I am trying to read a sample.json file through my js code. First my program checks for sample.json within every folder in the specified path. And it reads the sample.json if available and fetches the data. But the await used doesn't work as expected and simply passes the empty object to the calling function before the async functions completes it execution. I have attached the image for the issue.

    async function getAvailableJson(filesPath) {
    let detectedJson = {};
    let folders = await fs.promises.readdir(filesPath);
    folders.forEach(async function(folder) {
        await fs.promises.access(path.join(filesPath, folder, "Sample.json")).then(async function() {
                jsonData = await fs.promises.readFile(path.join(filesPath, folder ,"Sample.json"))
                const directory = JSON.parse(jsonData)
                const hashvalue = Hash.MD5(jsonData)
                detectedJson[directory["dirName"]] = {
                                    name: directory["dirName"],
                                    version: directory["dirVersion"],
                                    hash: hashvalue
                                }
                                console.log(detectedJson);
                            }).catch(function(err) {
                                if(err.code === "ENOENT")
                                {}
                            });
                    });

    return detectedJson;
}

I don't want to use any sync functions since it creates unnecessary locks. I have also tried with fs.readdir, fs.access and fs.readFile functions. Could someone point out what I am doing wrong here since I am new to Node.js thanks in advance.

Sample Image

CodePudding user response:

Change your .forEach() to use for/of instead and generally simplify by not mixing await and .then().

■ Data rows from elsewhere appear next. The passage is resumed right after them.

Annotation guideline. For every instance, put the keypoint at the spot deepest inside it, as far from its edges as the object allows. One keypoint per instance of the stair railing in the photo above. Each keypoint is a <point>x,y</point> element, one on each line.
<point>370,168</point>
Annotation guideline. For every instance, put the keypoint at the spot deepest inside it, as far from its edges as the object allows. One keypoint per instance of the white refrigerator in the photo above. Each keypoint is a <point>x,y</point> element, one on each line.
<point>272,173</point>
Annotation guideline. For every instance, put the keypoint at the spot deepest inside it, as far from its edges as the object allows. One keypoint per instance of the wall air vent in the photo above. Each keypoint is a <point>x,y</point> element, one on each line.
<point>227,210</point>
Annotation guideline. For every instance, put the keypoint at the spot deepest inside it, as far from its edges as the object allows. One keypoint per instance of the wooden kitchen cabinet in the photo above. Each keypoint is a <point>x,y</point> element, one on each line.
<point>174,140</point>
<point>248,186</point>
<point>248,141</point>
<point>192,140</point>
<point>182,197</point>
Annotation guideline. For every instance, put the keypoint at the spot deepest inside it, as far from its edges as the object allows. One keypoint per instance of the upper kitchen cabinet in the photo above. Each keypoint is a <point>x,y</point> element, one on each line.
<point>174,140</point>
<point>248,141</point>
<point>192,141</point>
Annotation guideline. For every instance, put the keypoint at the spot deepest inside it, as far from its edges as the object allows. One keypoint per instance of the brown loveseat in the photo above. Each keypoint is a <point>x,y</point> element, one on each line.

async function getAvailableJson(filesPath) {
    let detectedJson = {};
    let folders = await fs.promises.readdir(filesPath);
    let detectedJson = {};
    for (let folder of folders) {
        let file = path.join(filesPath, folder, "Sample.json");
        try {
            let jsonData = await fs.promises.readFile(file);
            const directory = JSON.parse(jsonData);
            const hashvalue = Hash.MD5(jsonData);
            detectedJson[directory["dirName"]] = {
                name: directory["dirName"],
                version: directory["dirVersion"],
                hash: hashvalue
            };
        } catch (err) {
            // silently skip any directories that don't have sample.json in them
            // otherwise, throw the error to stop further processing
            if (err.code !== "ENOENT") {
                console.log(`Error on file ${file}`, err);
                throw err;
            }
        }
        console.log(detectedJson);
    }
    return detectedJson;
}

Summary of Changes:

  1. Replace .forEach() with for/of.
  2. Remove .then() and use only await.
  3. Remove .catch() and use only try/catch.
  4. Remove call to fs.promises.access() since the error can just be handled on fs.promises.readFile()
  5. Add logging if the error is not ENOENT so you can see what the error is and what file it's on. You pretty much never want to silently eat an error with no logging. Though you may want to skip some particular errors, others must be logged. Rethrow errors that are not ENOENT so the caller will see them.
  6. Declare and initialize all variables in use here as local variables.

.forEach() is not promise-aware so using await inside it does not pause the outer function at all. Instead, use a for/of loop which doesn't create the extra function scope and will allow await to pause the parent function.

Also, I consider .forEach() to be pretty much obsolete these days. It's not promise-aware. for/of is a more efficient and more generic way to iterate. And, there's no longer a need to create a new function scope using the .forEach() callback because we have block-scoped variables with let and const. I don't use it any more.

Also, I see no reason why you're preflighting things with fs.promises.access(). That just creates a race condition and you may as well just handle whatever error you get from fs.promises.readFile() as that will do the same thing without the race condition.